Respect autosave setting in RTC backend #479

Darshan808 · 2025-04-25T19:15:32Z

Fixes jupyterlab/jupyterlab#14619

Previously, documents were always written to disk on changes, even if autosave was disabled. This PR fixes that by:

Sending the autosave setting from each client via document awareness.
Skipping disk writes on doc changes if all connected clients have autosave disabled.
Writing to disk only when autosave is enabled by at least one client.

The related PR in jupyterlab re-enables manual save in RTC mode. This allows users to save explicitly when autosave is off. On manual save, the frontend sends a save_to_disc message via the document's WebSocket provider, triggering a backend save.

Note: I didn't find a way to determine which client made the change. So if any connected client has autosave enabled, the document will be saved.

Feedback on the approach is welcome!

github-actions · 2025-04-25T19:15:46Z

👈 Launch a Binder on branch Darshan808/jupyter-collaboration/fix-autosave

projects/jupyter-server-ydoc/jupyter_server_ydoc/handlers.py

krassowski · 2025-04-25T20:26:06Z

packages/docprovider-extension/src/filebrowser.ts

+      // Force autosave to be true by default initially
+      if (docmanagerSettings) {
+        void docmanagerSettings.set('autosave', true);
+      }


Wouldn't this change user's autosave setting? I think we could just take the value as-is because autosave is the default in lab and notebook.

Oh, if autosave is set to true by default, then we don't need this.
Let me go ahead and remove it.

krassowski · 2025-04-25T20:29:34Z

Note: I didn't find a way to determine which client made the change. So if any connected client has autosave enabled, the document will be saved.

I think this makes sense. If others agree, I wonder if we should make it clear in the UI or at very least document it somehow.
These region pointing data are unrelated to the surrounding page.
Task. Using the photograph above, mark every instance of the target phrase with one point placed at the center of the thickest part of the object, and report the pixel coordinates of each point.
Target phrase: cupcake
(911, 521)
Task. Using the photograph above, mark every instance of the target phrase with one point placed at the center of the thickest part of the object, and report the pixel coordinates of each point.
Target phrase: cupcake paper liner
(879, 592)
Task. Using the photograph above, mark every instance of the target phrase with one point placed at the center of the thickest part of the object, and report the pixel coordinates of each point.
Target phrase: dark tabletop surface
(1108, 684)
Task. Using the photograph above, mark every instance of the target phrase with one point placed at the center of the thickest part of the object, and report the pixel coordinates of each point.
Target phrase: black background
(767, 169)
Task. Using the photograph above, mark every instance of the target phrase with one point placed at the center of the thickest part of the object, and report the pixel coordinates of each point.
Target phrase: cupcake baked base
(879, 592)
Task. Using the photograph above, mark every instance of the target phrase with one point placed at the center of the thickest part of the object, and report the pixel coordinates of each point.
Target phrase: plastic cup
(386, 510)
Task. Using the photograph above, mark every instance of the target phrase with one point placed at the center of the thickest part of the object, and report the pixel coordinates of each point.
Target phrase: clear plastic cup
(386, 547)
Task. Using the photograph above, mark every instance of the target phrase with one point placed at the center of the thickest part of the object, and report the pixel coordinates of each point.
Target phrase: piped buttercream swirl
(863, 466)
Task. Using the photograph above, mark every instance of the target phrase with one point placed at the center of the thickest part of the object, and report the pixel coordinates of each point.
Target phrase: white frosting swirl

davidbrochart · 2025-04-26T08:55:42Z

Having autosave enabled when at least one client wants it and disabled when all clients wants it doesn't make sense to me, that's why there was no choice but having autosave enabled in the first place. I have never seen this kind of behavior anywhere. Correct me if I'm wrong but all collaborative applications have autosave enabled (Google Docs...)?

Darshan808 · 2025-04-26T11:30:16Z

I think we can decide how to handle autosave when multiple clients are working on a document. However, what makes the most sense to me is to be able to disable autosave when the extension is installed, but I am working alone on the document.

krassowski · 2025-04-27T12:10:18Z

Having autosave enabled when at least one client wants it and disabled when all clients wants it doesn't make sense to me, that's why there was no choice but having autosave enabled in the first place. I have never seen this kind of behavior anywhere.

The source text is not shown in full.